On 2021-04-26 15:14, Dmitry Baryshkov wrote:
On Tue, 27 Apr 2021 at 01:03, <abhin...@codeaurora.org> wrote:

On 2021-04-26 14:23, Dmitry Baryshkov wrote:
> On 26/04/2021 23:50, abhin...@codeaurora.org wrote:
>> On 2021-04-25 09:08, Dmitry Baryshkov wrote:
>>> Instead of allocating snapshotting structure at the driver probe time
>>> and later handling concurrent access, actual state, etc, make
>>> msm_disp_state transient struct. Allocate one when snapshotting
>>> happens
>>> and free it after coredump data is read by userspace.
>>
>> the purpose of the mutex is that when there are two coredumps being
>> triggered
>> by two consecutive errors, we want to make sure that till one coredump
>> is completely
>> read and/or processed, we do not allow triggering of another one as we
>> want to capture
>> the accurate hardware/software state.
>>
>> So moving disp_state out of kms might be okay and just allocated it
>> when actually capturing the state
>> but we will need the mutex and some sort of pending flag in my
>> opinion.
>
> I'll return the mutex to the kms struct, so that we won't start
> another snapshot untill previous one is complete.

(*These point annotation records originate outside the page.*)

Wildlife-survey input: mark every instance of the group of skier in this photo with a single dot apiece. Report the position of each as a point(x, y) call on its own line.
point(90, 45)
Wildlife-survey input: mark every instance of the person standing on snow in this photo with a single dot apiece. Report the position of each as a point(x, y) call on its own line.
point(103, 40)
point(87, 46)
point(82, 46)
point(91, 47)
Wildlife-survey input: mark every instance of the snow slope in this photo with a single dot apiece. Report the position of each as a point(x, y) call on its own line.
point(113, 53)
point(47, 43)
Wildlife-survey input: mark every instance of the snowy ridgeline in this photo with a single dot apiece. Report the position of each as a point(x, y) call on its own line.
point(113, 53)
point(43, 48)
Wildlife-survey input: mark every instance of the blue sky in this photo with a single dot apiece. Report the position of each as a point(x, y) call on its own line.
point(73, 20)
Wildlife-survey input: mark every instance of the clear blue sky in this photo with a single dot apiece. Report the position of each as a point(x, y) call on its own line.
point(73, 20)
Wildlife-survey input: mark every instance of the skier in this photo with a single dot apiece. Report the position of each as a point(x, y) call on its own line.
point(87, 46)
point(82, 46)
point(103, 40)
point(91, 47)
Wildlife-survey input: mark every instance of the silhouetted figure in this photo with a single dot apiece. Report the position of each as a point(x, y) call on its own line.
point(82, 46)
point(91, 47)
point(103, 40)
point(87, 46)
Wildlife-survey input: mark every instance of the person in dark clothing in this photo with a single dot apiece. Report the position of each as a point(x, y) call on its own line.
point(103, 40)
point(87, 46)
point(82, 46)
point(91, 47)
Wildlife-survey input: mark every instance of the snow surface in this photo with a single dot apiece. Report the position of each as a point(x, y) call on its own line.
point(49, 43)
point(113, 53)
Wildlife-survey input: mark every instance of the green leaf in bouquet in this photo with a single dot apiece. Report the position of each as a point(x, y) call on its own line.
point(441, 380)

I think mutex should remain as part of snapshot so that they go
together. Since this mutex is not used
by any other module, I thought its better to keep it there.

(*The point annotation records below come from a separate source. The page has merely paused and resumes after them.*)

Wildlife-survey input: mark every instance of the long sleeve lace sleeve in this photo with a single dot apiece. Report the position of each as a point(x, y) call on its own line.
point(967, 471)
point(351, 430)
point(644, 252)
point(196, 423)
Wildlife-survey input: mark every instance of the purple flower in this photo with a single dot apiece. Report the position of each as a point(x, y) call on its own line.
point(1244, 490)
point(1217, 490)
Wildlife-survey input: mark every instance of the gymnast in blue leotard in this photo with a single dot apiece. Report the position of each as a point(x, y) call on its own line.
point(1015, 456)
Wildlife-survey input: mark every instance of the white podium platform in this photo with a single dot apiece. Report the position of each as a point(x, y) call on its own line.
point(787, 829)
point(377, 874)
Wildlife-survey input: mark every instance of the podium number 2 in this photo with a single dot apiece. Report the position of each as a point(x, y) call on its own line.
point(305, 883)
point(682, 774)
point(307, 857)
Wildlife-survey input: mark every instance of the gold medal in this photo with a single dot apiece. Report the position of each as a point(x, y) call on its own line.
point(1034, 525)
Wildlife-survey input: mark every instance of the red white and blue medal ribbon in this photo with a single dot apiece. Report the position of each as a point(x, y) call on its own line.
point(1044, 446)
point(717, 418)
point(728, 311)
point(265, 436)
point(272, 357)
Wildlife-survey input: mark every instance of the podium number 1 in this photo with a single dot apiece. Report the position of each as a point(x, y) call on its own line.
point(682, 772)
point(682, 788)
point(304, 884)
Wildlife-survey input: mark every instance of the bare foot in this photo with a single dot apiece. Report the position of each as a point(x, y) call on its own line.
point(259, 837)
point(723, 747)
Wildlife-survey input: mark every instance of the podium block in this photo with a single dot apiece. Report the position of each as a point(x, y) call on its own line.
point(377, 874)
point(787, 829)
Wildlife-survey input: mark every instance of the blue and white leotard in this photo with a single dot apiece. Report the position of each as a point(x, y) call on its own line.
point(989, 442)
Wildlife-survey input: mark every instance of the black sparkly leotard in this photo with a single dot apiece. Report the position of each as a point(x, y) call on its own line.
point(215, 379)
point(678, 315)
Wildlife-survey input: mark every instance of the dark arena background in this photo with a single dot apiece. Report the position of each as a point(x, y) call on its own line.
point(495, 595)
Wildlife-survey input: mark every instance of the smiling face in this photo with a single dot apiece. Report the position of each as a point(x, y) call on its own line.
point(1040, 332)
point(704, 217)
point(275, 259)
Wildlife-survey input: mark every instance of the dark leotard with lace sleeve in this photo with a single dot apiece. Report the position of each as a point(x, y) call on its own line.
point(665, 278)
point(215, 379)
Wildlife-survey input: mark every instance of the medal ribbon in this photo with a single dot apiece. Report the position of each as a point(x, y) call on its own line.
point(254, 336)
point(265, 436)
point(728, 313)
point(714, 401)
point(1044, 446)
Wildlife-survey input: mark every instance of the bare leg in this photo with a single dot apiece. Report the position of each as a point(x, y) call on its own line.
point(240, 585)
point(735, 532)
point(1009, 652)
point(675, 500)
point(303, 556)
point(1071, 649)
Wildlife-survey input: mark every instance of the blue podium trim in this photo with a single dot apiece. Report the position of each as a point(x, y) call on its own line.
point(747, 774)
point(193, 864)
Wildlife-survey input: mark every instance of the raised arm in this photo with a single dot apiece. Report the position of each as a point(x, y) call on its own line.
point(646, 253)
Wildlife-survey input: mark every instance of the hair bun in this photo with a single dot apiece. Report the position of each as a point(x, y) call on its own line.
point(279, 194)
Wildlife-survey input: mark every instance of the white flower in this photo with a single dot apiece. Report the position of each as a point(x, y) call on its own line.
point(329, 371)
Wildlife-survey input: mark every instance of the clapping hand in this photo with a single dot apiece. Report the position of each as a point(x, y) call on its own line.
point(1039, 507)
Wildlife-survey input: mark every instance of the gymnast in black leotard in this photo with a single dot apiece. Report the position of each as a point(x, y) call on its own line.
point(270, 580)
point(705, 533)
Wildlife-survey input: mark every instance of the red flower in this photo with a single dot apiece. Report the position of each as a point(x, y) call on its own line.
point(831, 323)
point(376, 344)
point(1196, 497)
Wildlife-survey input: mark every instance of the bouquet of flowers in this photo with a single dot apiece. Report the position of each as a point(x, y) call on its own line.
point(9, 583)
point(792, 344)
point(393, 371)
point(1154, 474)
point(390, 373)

I don't think so: we will serialize access to the snapshot, but not
dumping between snapshots. Note, that your code also serializes
writing to snapshot, not reading from it.
With disp_state being allocated on demand we do not have to protect
its contents (since it is not available before registration using
dev_codedumpm).
I thought that you wanted to be sure that one snapshot is fully
captured before next error triggers the next snapshot. And for  this
we'd need 'global' mutex (in kms).

True, the intention of the mutex is to serialize access to snapshot.
the coredump_pending flag is the one which will serialize the write and read
because its set to false only in the free() method of the coredump.
I was referring to the pending flag when I meant that it will serialize read/write.

Regarding the mutex, well, if you word it that way that it protects one snapshot from being overwritten by the other and hence we need a 'global' mutex in kms, it convinced
me :)

The only reason it was within the disp_state itself was because its not used outside the module
but I am okay with moving it to kms if Rob is okay with that.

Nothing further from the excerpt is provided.